I found a bug in damos_walk() that leaves a dangling walk_control
pointer when called on an inactive context. The pattern is
structurally identical to the bug fixed in commit f9132fbc2e83
("mm/damon/core: remove call_control in inactive contexts") for
damon_call().
## Description
damos_walk() sets ctx->walk_control to point to a caller-provided
stack-allocated control structure (core.c line 1560), then checks
if the DAMON context is running (line 1562). If the context is
inactive, it returns -EINVAL (line 1563) WITHOUT clearing
ctx->walk_control back to NULL.
This leaves a dangling pointer. Subsequent damos_walk() calls see
the non-NULL stale pointer and return -EBUSY, permanently locking
the DAMOS tried_regions interface.
## Affected versions
Introduced in: commit bf0eaba0ff9c ("mm/damon/core: implement damos_walk()")
First affected release: v6.14-rc1
Affected stable releases: v6.14, v6.15, v6.16, v6.17, v6.18, v6.19
Tested on: 6.19.0 (commit ca4ee40bf13d, QEMU/KVM x86_64)
Current mainline: UNFIXED
## Reproduction (confirmed on 6.19.0, CONFIG_DAMON=y CONFIG_DAMON_SYSFS=y)
DAMON=/sys/kernel/mm/damon/admin/kdamonds
# Setup context with scheme
echo 1 > $DAMON/nr_kdamonds
echo 1 > $DAMON/0/contexts/nr_contexts
echo vaddr > $DAMON/0/contexts/0/operations
echo 1 > $DAMON/0/contexts/0/targets/nr_targets
echo $$ > $DAMON/0/contexts/0/targets/0/pid_target
echo 1 > $DAMON/0/contexts/0/schemes/nr_schemes
echo stat > $DAMON/0/contexts/0/schemes/0/action
# Start then stop (ctx stays allocated per sysfs design)
echo on > $DAMON/0/state
sleep 1
echo off > $DAMON/0/state
sleep 1
# Trigger bug: damos_walk() on inactive context
echo "update_schemes_tried_regions" > $DAMON/0/state
# Returns -EINVAL, walk_control left dangling
# Confirm: second call gets -EBUSY (dangling pointer != NULL)

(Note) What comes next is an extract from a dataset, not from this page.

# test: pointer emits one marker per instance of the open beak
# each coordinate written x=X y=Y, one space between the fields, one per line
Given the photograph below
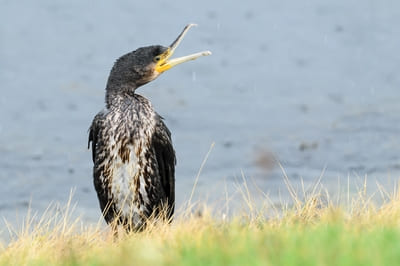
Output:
x=166 y=63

echo "update_schemes_tried_regions" > $DAMON/0/state
# Returns -EBUSY -- interface permanently locked
## Tested output
First call: -EINVAL (Invalid argument)
Second call: -EBUSY (Device or resource busy) <-- BUG confirmed
## Root cause
Commit bf0eaba0ff9c ("mm/damon/core: implement damos_walk()")

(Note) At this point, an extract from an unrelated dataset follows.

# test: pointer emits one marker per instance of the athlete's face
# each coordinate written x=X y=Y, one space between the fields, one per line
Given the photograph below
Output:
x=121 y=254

introduced this function without cleanup on the -EINVAL error path.
The sibling function damon_call() had the exact same bug and was
fixed in f9132fbc2e83 by adding damon_call_handle_inactive_ctx()
which removes the control object when the context is inactive.

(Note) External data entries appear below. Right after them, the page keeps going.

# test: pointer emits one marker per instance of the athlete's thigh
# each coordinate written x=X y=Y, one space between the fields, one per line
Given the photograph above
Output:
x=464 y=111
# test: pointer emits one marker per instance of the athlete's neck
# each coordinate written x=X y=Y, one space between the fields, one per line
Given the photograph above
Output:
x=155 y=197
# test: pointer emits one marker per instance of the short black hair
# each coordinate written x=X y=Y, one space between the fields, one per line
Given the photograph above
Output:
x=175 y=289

damos_walk() has no equivalent cleanup.
## Impact
1. PERMANENT LOCKUP DOS: After on->off->update_schemes_tried_regions,
all future tried_regions queries return -EBUSY forever until
the DAMON context is destroyed.
2. DANGLING POINTER: ctx->walk_control points to freed stack memory.
The struct damos_walk_control contains a function pointer
(walk_fn). If any DAMON API consumer reuses the same ctx after
damos_walk() returns -EINVAL and kdamond is restarted, it would
dereference the dangling pointer in damos_walk_call_walk()
(which calls control->walk_fn) or damos_walk_cancel().
Reported-by: Raul Pazemécxas <raul_pazemecxas@hotmail.com>
Best regards,
Raul